I did a fair about of data analysis and deciding when or if my report was correct was a huge adrenaline rush.

A huge test for me was to have people review my analyses and poke holes. You feel good when your last 50 reports didn’t have a single thing anyone could point out.

I’ve been seeing a lot of people try to build analyses with AI who haven’t been burned with the “just because it sounds correct doesn’t mean it’s right” dilemma who haven’t realized what it takes before you can stamp your name on an analysis.

decimalenough · 2026-02-02T01:37:22 1769996242

I'm almost certain it will be significantly worse.

The Excel sheet will have been tuned over the years by people who knew exactly what it was doing and fixed countless bugs along the way.

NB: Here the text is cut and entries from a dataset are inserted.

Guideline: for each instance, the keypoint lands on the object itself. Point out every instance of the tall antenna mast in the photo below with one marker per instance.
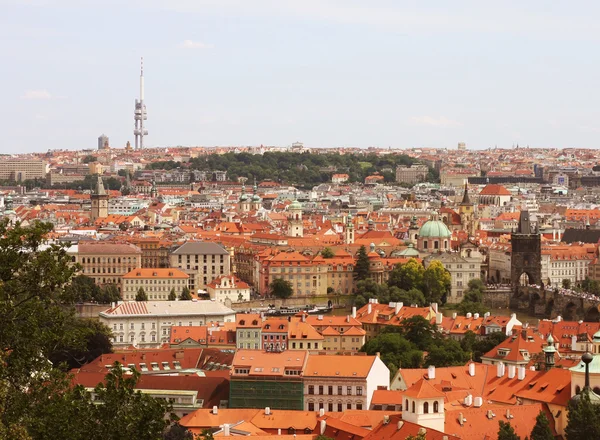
(140, 114)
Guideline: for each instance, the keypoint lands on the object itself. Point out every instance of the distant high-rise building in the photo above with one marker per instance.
(103, 142)
(140, 114)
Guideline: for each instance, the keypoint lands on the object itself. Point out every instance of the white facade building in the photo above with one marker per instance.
(148, 323)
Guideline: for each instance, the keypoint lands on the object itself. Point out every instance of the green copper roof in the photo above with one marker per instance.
(434, 228)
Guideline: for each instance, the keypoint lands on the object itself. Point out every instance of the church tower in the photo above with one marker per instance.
(467, 213)
(99, 201)
(349, 232)
(295, 226)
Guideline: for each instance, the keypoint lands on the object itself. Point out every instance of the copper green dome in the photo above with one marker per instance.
(434, 228)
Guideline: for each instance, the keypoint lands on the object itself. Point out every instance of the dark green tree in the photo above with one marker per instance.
(88, 339)
(541, 430)
(327, 253)
(506, 432)
(141, 295)
(362, 267)
(186, 295)
(407, 276)
(583, 418)
(281, 288)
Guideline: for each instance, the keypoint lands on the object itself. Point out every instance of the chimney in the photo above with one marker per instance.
(511, 371)
(431, 372)
(438, 318)
(500, 369)
(397, 308)
(472, 369)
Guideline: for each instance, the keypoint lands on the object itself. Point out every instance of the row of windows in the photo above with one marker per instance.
(330, 406)
(330, 389)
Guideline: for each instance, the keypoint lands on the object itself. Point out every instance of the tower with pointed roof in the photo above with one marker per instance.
(256, 200)
(349, 231)
(99, 201)
(467, 213)
(295, 225)
(424, 404)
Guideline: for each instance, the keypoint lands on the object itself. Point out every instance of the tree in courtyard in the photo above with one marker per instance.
(37, 400)
(87, 339)
(506, 432)
(583, 418)
(281, 288)
(541, 430)
(362, 267)
(436, 282)
(141, 295)
(186, 295)
(407, 276)
(327, 253)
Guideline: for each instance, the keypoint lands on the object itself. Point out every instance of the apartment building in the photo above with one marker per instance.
(261, 379)
(202, 261)
(22, 169)
(413, 174)
(107, 262)
(148, 323)
(337, 383)
(157, 283)
(228, 289)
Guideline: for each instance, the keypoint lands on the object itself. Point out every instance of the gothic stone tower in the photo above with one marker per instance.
(526, 252)
(99, 201)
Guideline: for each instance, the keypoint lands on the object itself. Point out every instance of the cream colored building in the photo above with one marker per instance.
(148, 323)
(228, 289)
(22, 169)
(202, 261)
(413, 174)
(337, 383)
(107, 262)
(157, 283)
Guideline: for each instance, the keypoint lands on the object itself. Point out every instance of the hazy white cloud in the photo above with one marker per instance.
(36, 95)
(431, 121)
(190, 44)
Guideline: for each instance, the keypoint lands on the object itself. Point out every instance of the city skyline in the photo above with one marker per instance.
(328, 74)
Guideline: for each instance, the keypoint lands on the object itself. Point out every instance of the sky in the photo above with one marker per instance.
(328, 73)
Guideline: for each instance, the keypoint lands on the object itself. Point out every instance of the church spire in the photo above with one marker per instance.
(466, 200)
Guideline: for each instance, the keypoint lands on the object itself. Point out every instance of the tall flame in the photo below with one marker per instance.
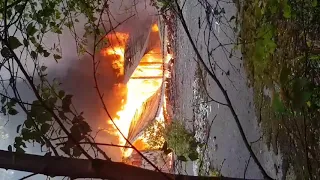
(144, 82)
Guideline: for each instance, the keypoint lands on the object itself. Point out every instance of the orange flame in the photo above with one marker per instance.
(117, 43)
(155, 28)
(144, 82)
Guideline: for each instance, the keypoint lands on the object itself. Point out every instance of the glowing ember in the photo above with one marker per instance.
(144, 82)
(117, 45)
(155, 28)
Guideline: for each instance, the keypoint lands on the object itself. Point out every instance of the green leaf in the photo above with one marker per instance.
(76, 133)
(18, 128)
(284, 75)
(65, 149)
(10, 148)
(43, 68)
(33, 55)
(66, 102)
(62, 116)
(61, 94)
(31, 30)
(56, 57)
(182, 158)
(20, 150)
(44, 117)
(4, 110)
(14, 43)
(18, 141)
(76, 152)
(45, 128)
(314, 3)
(3, 99)
(46, 53)
(287, 11)
(5, 52)
(28, 123)
(193, 156)
(12, 111)
(25, 42)
(277, 104)
(84, 127)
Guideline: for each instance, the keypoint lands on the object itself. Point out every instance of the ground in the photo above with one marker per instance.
(227, 152)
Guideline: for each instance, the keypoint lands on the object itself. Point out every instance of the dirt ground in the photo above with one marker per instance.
(227, 152)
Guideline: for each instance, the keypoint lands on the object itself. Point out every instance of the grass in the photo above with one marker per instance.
(280, 46)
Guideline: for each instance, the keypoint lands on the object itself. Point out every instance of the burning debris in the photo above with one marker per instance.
(144, 83)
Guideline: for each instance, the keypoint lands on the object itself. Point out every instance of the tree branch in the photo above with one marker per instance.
(224, 92)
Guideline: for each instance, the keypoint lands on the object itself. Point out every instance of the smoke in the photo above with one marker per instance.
(78, 78)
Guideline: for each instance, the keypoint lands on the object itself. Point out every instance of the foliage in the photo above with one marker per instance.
(175, 138)
(51, 119)
(280, 45)
(155, 134)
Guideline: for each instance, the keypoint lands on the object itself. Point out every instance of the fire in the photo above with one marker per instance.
(117, 43)
(144, 82)
(155, 28)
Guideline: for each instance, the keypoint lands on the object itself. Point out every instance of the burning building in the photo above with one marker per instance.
(141, 62)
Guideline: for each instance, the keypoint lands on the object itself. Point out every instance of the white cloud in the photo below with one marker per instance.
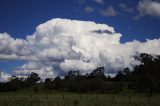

The Claude Code copy will be a simulacrum that may behave the same way with some inputs, but is likely to get many of edge cases wrong, and, when you're talking about 30 sheets of Excel, there will be many, many of these sharp edges.

defrost · 2026-02-02T01:44:25 1769996665

I won't disagree - I suffered from insufficient damning praise in my last sentence above.

IMHO, earned through years of bleeding eyeballs, the first will be riddled with subtle edge cases curiously patched and fettled such that it'll limp through to the desired goal .. mostly.

The automated AI assisted transcoding will be ... interesting.

holoduke · 2026-02-02T06:31:14 1770013874

My assumption is that with the right approach you can create a much much better and reliable program using only Claude code. You are referring to yolo coding results

bitwize · 2026-02-02T05:46:44 1770011204

The thing is, when you use AI, you're not really doing things, you're having things done. AI isn't a tool, it's a service.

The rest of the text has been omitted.